Between this two parts, there is a field and a school. Since it is the villages only school, it is obvious that children of both groups share classes. School is only in the morning and during the brakes it produces noise that sounds like an outdoor pool.
In the Hmong part of the village is no reliable water supply, so the bungalow marks an exception with its own watertank that is refilled from time to time for the customer to have running water in the bathroom. That enables to have a private shower while the rest of the village meets at one of a few wells for refreshing themselves.
Of course there is no internet up there, but most of the families own a TV to watch for example some kind of scripted-reality-TV, like our hosts – a really nice and dedicated family – did.

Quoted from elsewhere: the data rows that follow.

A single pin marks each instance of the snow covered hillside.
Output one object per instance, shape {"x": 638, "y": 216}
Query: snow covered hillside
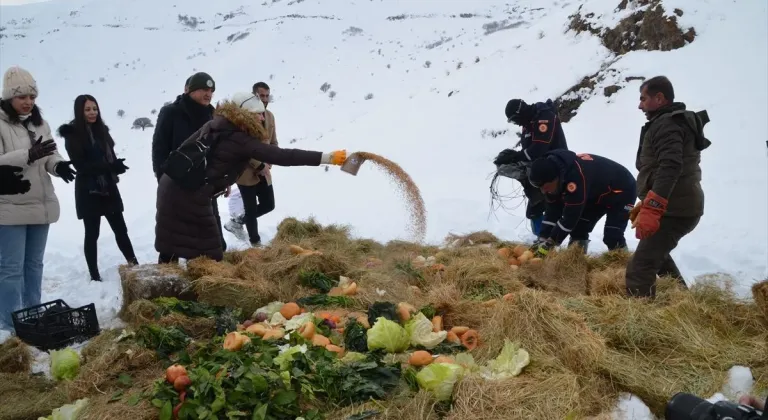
{"x": 423, "y": 83}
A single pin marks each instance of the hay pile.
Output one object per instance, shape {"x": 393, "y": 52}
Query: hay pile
{"x": 588, "y": 343}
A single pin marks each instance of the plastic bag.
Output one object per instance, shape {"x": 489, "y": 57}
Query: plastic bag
{"x": 420, "y": 330}
{"x": 387, "y": 335}
{"x": 65, "y": 364}
{"x": 439, "y": 379}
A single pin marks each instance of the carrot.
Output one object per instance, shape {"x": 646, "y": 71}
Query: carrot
{"x": 470, "y": 339}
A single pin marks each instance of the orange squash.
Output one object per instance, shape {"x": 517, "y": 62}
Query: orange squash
{"x": 437, "y": 323}
{"x": 290, "y": 310}
{"x": 320, "y": 340}
{"x": 504, "y": 252}
{"x": 470, "y": 339}
{"x": 307, "y": 330}
{"x": 420, "y": 358}
{"x": 459, "y": 331}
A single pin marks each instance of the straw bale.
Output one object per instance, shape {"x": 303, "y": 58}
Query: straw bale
{"x": 104, "y": 360}
{"x": 760, "y": 294}
{"x": 474, "y": 238}
{"x": 248, "y": 294}
{"x": 542, "y": 325}
{"x": 149, "y": 281}
{"x": 31, "y": 396}
{"x": 15, "y": 356}
{"x": 563, "y": 272}
{"x": 204, "y": 266}
{"x": 535, "y": 394}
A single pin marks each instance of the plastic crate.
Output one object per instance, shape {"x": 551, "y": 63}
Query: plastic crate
{"x": 54, "y": 325}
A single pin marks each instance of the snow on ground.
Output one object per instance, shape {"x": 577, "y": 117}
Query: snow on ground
{"x": 440, "y": 74}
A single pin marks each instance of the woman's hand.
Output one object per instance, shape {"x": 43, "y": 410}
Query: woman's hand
{"x": 337, "y": 157}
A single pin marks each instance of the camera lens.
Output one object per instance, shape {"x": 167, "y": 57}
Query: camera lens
{"x": 688, "y": 407}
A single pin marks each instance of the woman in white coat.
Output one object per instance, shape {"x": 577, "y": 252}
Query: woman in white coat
{"x": 25, "y": 142}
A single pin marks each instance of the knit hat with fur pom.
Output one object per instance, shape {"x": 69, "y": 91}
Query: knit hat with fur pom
{"x": 18, "y": 82}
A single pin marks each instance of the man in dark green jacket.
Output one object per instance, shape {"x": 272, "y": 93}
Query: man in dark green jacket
{"x": 668, "y": 184}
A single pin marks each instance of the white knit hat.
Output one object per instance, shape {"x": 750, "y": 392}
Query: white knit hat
{"x": 248, "y": 102}
{"x": 18, "y": 82}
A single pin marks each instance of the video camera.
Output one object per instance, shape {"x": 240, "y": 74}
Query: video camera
{"x": 690, "y": 407}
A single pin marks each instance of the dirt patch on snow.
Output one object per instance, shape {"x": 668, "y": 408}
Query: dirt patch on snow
{"x": 649, "y": 28}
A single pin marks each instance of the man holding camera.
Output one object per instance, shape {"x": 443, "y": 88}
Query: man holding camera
{"x": 541, "y": 133}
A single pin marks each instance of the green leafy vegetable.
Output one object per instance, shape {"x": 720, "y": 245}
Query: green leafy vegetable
{"x": 317, "y": 280}
{"x": 387, "y": 310}
{"x": 65, "y": 364}
{"x": 326, "y": 301}
{"x": 355, "y": 337}
{"x": 388, "y": 335}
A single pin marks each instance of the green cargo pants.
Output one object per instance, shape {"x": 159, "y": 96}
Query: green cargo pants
{"x": 652, "y": 256}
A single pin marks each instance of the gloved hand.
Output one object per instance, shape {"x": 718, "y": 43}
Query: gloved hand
{"x": 41, "y": 149}
{"x": 508, "y": 156}
{"x": 649, "y": 216}
{"x": 12, "y": 182}
{"x": 337, "y": 157}
{"x": 64, "y": 170}
{"x": 544, "y": 247}
{"x": 119, "y": 167}
{"x": 633, "y": 213}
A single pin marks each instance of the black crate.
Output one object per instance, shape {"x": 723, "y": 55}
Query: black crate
{"x": 54, "y": 325}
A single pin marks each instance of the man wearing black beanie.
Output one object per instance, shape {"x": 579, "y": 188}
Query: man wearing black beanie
{"x": 580, "y": 190}
{"x": 541, "y": 132}
{"x": 176, "y": 122}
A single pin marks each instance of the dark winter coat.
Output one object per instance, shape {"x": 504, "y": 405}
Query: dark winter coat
{"x": 668, "y": 159}
{"x": 185, "y": 225}
{"x": 586, "y": 181}
{"x": 543, "y": 133}
{"x": 91, "y": 163}
{"x": 176, "y": 122}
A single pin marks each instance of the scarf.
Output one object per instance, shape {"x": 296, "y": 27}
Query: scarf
{"x": 98, "y": 151}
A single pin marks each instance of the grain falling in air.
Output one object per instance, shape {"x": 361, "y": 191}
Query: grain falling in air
{"x": 415, "y": 204}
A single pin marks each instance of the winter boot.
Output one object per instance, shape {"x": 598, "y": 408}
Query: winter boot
{"x": 583, "y": 243}
{"x": 536, "y": 224}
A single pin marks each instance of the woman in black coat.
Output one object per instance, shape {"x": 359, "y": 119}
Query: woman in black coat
{"x": 91, "y": 150}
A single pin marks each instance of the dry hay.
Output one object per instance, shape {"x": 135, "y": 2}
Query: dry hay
{"x": 31, "y": 396}
{"x": 15, "y": 356}
{"x": 149, "y": 281}
{"x": 760, "y": 294}
{"x": 104, "y": 360}
{"x": 293, "y": 231}
{"x": 480, "y": 275}
{"x": 248, "y": 294}
{"x": 144, "y": 312}
{"x": 410, "y": 193}
{"x": 611, "y": 259}
{"x": 474, "y": 238}
{"x": 204, "y": 266}
{"x": 536, "y": 394}
{"x": 563, "y": 272}
{"x": 281, "y": 265}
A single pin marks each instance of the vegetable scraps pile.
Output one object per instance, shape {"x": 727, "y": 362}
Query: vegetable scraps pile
{"x": 286, "y": 362}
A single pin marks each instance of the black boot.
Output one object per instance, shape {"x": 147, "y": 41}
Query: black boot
{"x": 583, "y": 243}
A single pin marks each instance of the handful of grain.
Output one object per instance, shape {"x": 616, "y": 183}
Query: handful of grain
{"x": 417, "y": 225}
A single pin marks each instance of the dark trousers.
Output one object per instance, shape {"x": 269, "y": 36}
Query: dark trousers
{"x": 652, "y": 256}
{"x": 92, "y": 230}
{"x": 258, "y": 200}
{"x": 173, "y": 259}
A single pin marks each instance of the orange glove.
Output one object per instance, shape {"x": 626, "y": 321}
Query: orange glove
{"x": 649, "y": 216}
{"x": 337, "y": 157}
{"x": 634, "y": 211}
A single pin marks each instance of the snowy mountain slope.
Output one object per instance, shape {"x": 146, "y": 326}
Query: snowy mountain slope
{"x": 440, "y": 74}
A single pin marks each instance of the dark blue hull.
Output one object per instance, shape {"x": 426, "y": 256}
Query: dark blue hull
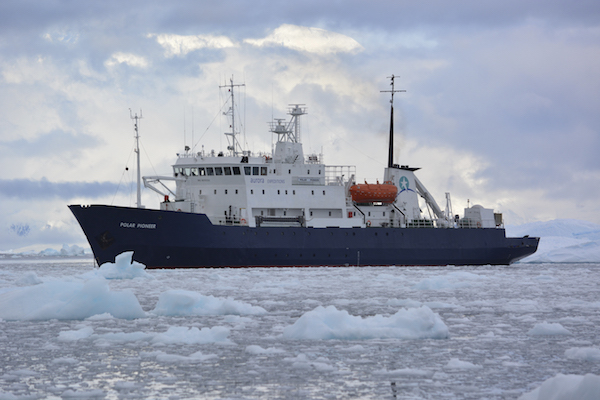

Some of the Hmong villagers also used some kind of candybar phones, popular in this occasion was to use a song from the german composer Schubert – “die Forelle” – as ringtone , which was very unexpected for us.
There are some street shops, like they are common everywhere around here, some families even sell small handicrafts. Along the noon, there are some hiking groups on their way to the Kuang Si waterfalls or visiting the village, but not to many. More dominant than tourists is the impact of animals on the village: grunting geese and pigs, fighting dogs and screaming roosters.
We checked in for the Ban Long Lao Mai Eco Bungalow on Airbnb for two nights. As agreed, we were picked up in the early morning and had an about one hour ride down in the hinterlands of Luang Prabang.
Once you arrive in the village, the inhabitants take over the supply. So after discussing the most important things with them, we had almost the whole day left to reconnoiter the ground and village. We used this time to do our report for the Fair Trek team with the emphasis on the condition of the bungalow. In between we had lunch and dinner. Upsettingly we had no water in the bathroom the whole day, but after changing a few words (in lao) with our host family they brought us two up to the edge filled buckets from the well.
Next day we had water, food was still good and tasty – sometimes slightly too much egg, but still good. We continued the work on our report at the relaxing reading corner from the bungalow and did a little walk along the fields and woods around the village. In the evening we got neighbours in the second room. After breakfast next day, we were picked up and taken back to Luang Prabang again.
We both agree that this project offers a unique opportunity to get to know the country and the culture. Due to the fact that the village takes over the supply on site the project is alive and further developments remain exciting. We really appreciate having had this opportunity, thanks to the guys from Fair Trek. To go to the bungalow and live there, but to pursue an order at the same time brought us the project even closer and made a great experience.